Some of those worrying about realignment in California argue that it does not solve the problem; it simply shifts the problem from the state to the counties. The numbers in prisons may be decreasing, which is the ultimate goal, but now the new problem of overcrowding in county jails is emerging.

Since realignment overcapacity is down to about 155 percent, which may not sound like an improvement, but it is. To comply with the Supreme Court and the realignment ruling, the number must fall to the precise level of 137.5 percent by next year, according to the Economist. Matthew Cate, California’s prison boss, explained to the Economist that the state has met the court’s first target for lowering prisoner numbers and might have to ask for only a short extension to satisfy the final count.
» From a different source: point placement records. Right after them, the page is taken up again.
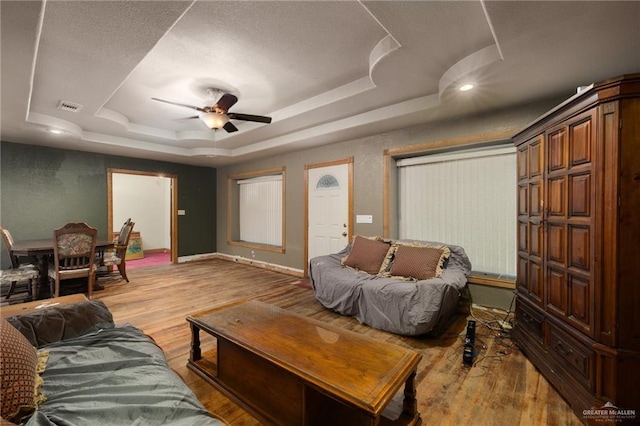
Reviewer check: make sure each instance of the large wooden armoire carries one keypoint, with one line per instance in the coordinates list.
(578, 286)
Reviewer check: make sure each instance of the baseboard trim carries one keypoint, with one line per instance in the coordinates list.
(245, 261)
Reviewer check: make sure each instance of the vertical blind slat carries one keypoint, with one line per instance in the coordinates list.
(261, 212)
(469, 202)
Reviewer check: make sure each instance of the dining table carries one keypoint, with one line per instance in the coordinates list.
(42, 251)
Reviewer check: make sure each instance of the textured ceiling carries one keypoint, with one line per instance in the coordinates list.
(325, 71)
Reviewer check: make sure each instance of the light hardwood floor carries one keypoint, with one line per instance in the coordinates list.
(503, 388)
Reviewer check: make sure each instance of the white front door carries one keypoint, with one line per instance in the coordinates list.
(328, 209)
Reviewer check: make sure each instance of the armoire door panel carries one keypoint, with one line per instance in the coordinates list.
(556, 243)
(556, 157)
(556, 291)
(522, 159)
(580, 142)
(523, 205)
(523, 232)
(556, 189)
(580, 247)
(536, 290)
(535, 199)
(536, 161)
(522, 280)
(580, 195)
(579, 302)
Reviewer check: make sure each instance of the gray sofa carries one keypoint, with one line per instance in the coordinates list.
(101, 373)
(400, 306)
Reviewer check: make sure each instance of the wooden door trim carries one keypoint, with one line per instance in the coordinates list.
(349, 162)
(174, 204)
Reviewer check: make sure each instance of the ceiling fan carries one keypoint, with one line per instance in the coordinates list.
(217, 116)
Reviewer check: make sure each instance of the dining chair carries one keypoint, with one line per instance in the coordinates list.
(74, 247)
(22, 273)
(117, 256)
(21, 270)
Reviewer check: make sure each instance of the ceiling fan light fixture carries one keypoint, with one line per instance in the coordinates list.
(214, 120)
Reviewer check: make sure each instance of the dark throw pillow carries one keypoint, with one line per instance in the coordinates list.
(418, 262)
(366, 254)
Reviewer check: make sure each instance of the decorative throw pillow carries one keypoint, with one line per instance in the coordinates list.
(19, 361)
(367, 254)
(418, 262)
Just as some progress was being made, the bad news always comes rolling in. Counties are not satisfied with the numbers, as it simply means they are being stuck with the state’s problems. Merrick Bobb, the independent counsel of Los Angeles County, estimates that its jail population rose from 14,500 in 2011 to 17,000 in February 2012, and could grow to 21,000 by 2015 due to realignment. This would raise “inmate tension”, he noted, and thus violence in a jail system that is already under investigation for abuses of inmates, according to the Economist.

Overcrowding in jails is already an issue in Florida, as 20 percent of county jails are currently full or over its designed capacity, according to the Association of Counties.

Boward County and Palm Beach County could both be affected if the proposal passes in Florida. Both counties do not have the space needed to house state inmates, or the funds to build new facilities. Some solutions on the table would be to reopen facilities, which would require them to hire more staff.

Although current possibilities are being tossed around throughout the counties, a department spokeswoman called the proposal a “creative suggestion” for how corrections could cut its $2.3 billion annual budget, but for the moment she said it is “off the radar.”

County officials note that lawmakers often use such money-saving proposals as a starting point when they begin to craft the state budget, adding that county officials, including sheriffs, have worried for years that the state would consider such a move. The Association of Counties said defeating it would likely be a top priority for them, according to the Economist.